Causation vs Correlation
Correlation can be an amazing tool to discover causation, but sometimes it’s just too expensive or not worthwhile to even go that far. If the correlation works and you test into it, that doesn’t mean you break out an extra million bucks. You test into it and if it holds up and it’s true over time then make money with it. Don’t worry about it. Go solve another problem.
Below is a lightly edited transcript of Episode 32 of the Inevitable Success Podcast.
Damian: Google is literally saving lives. Are they? Maybe, maybe not. So, in a recent study that we had found since 2006 to 2011 the murder rate in the United States has dropped every single year a near-perfect correlation with people shifting away from Internet Explorer and Edge to Google Chrome. So is Google actually improving the safety of the Americans? Or is this correlation versus causation?
Stephen: The short answer is we don’t know. Maybe, maybe not. And if you took any economics classes in college they say, “Yeah every time there’s a war, the U.S. economy grows.” So war is good for the U.S.? Well if you just look at it from an economic stance it’s not war. Is the war the cause of all this? Maybe, but we are not here to have a philosophical discussion about causality vs. correlation. We’re here to say that marketers, especially when you’re dealing with a lot of data, we see interesting correlations all time but do we jump to conclusions or do we take a step back and say, that sounds interesting but do we act on it? I guess the long and short of it is, no just act on it if the coalition is really, really strong and if it makes sense, not all the way digging back to causality.

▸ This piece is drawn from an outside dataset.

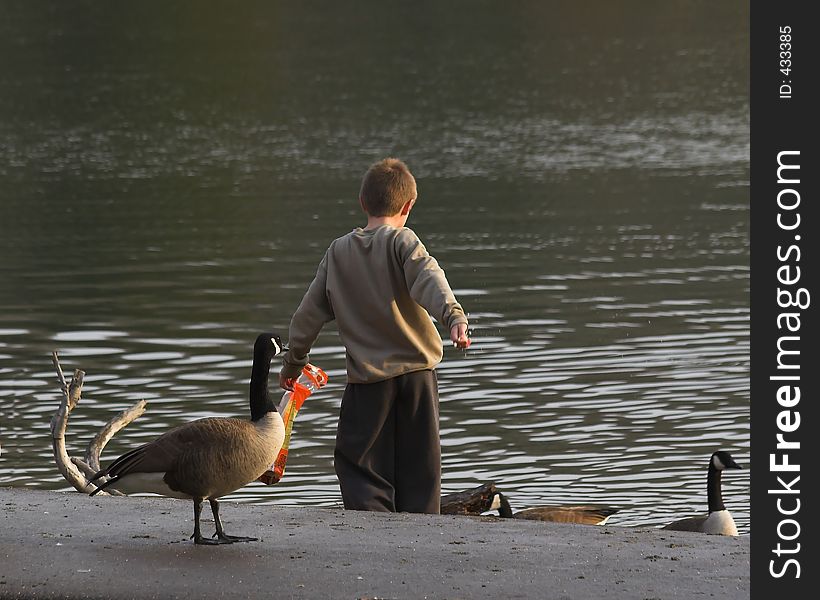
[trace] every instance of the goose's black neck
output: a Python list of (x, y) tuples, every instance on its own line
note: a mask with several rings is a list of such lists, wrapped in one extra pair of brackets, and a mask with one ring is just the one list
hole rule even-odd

Damian: If we kind of go back to the Google example, I think it’s cute and it’s funny. It’s most certainly not true that it’s causing it. It’s certainly true that it is correlated though, and I think in today’s world as everything that turns into data and there are more data sets that are easy to compare to each other, you’re going to find more and more correlations. So I think the point that you’re making is that sometimes these correlations can tell you stuff that is actionable and can make you money, and sometimes you can be wrong on the causation and it can still work and I think that’s what we’re talking about.

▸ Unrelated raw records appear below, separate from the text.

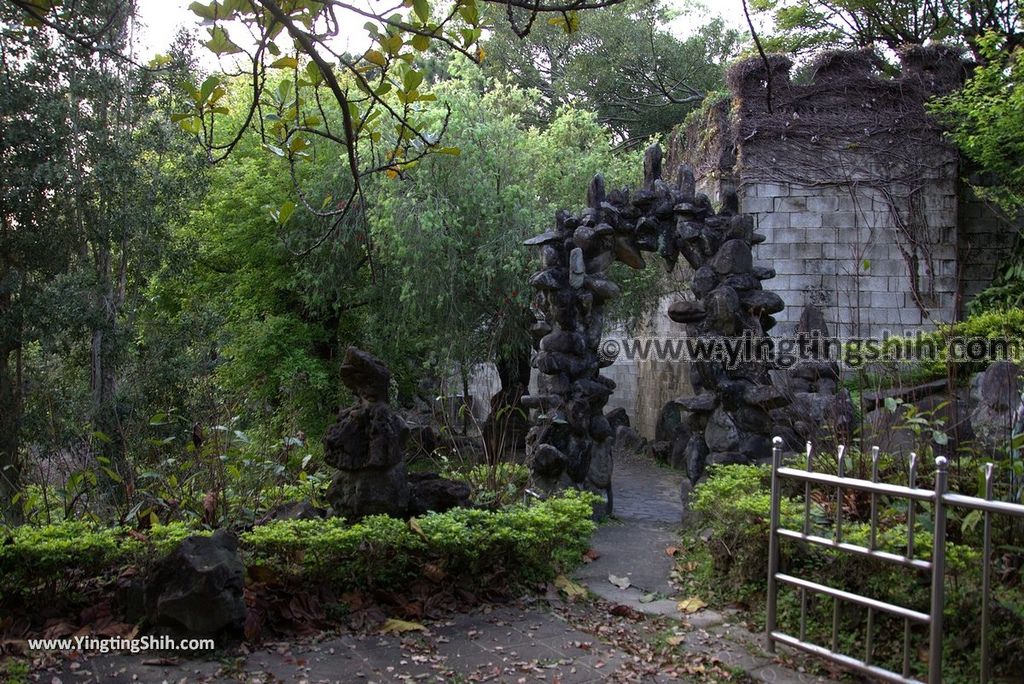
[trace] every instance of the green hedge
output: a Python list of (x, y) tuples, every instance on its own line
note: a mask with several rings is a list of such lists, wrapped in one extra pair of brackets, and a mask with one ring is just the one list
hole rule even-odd
[[(912, 376), (915, 380), (944, 378), (947, 374), (947, 341), (953, 338), (1024, 340), (1024, 309), (1003, 309), (977, 313), (963, 321), (941, 325), (932, 332), (922, 333), (919, 338), (891, 337), (883, 349), (886, 350), (886, 353), (889, 353), (890, 348), (906, 349), (908, 343), (920, 340), (923, 345), (930, 345), (938, 350), (936, 357), (913, 366), (902, 364), (897, 367), (897, 370), (901, 375)], [(994, 359), (989, 361), (991, 360)], [(1015, 360), (1021, 361), (1021, 359)], [(965, 363), (962, 368), (966, 374), (982, 371), (987, 366), (988, 361), (981, 361)]]
[[(455, 509), (413, 521), (371, 516), (356, 524), (340, 518), (281, 520), (241, 535), (247, 566), (281, 579), (346, 588), (393, 587), (421, 576), (431, 564), (453, 578), (502, 575), (511, 582), (553, 577), (575, 565), (594, 530), (594, 496), (569, 491), (531, 506), (497, 511)], [(0, 596), (63, 590), (107, 577), (119, 567), (145, 564), (190, 534), (183, 523), (143, 537), (89, 522), (20, 526), (0, 534)]]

Stephen: That’s what I’m trying to say. And also in the predictive business, we talked about predictive analytics some time ago, let’s bring back what it does and doesn’t do. Well actually they do a lot of things, but there are easier things to predict and harder things to predict. For example, predicting who’s going to do something. The who part, yeah that’s really established. Do you want to sell something? Who’s going to buy what, we know how to do that pretty, pretty well. So who means – okay who is more likely to go on a luxury cruise? Okay. With all the demographic data in past behavior can predict that. If you flip that and say that this person is coming to the store all the time, what is he going to buy next? We can do that too. How do you think that all the collaborative filtering happens on Amazon – if you buy something – oh he must be interested in that too. Well, they’re predicting what you’re going to buy the next. The second hardest thing is when. Okay, fine you’ve predicted that somebody is into luxury goods. Will, she buy some really expensive Italian handbag this Christmas? Now that’s hard because now you have some other type of empirical data to know exactly when. This is why in the marketing world what we call hotline names is so important. Or anything, like for example, I just moved by the way, and I must have left a lot of trails. In fact, it was a little spooky because I said something about moving in Facebook and before you know, it all the Street Easy ads are starting out on my wall.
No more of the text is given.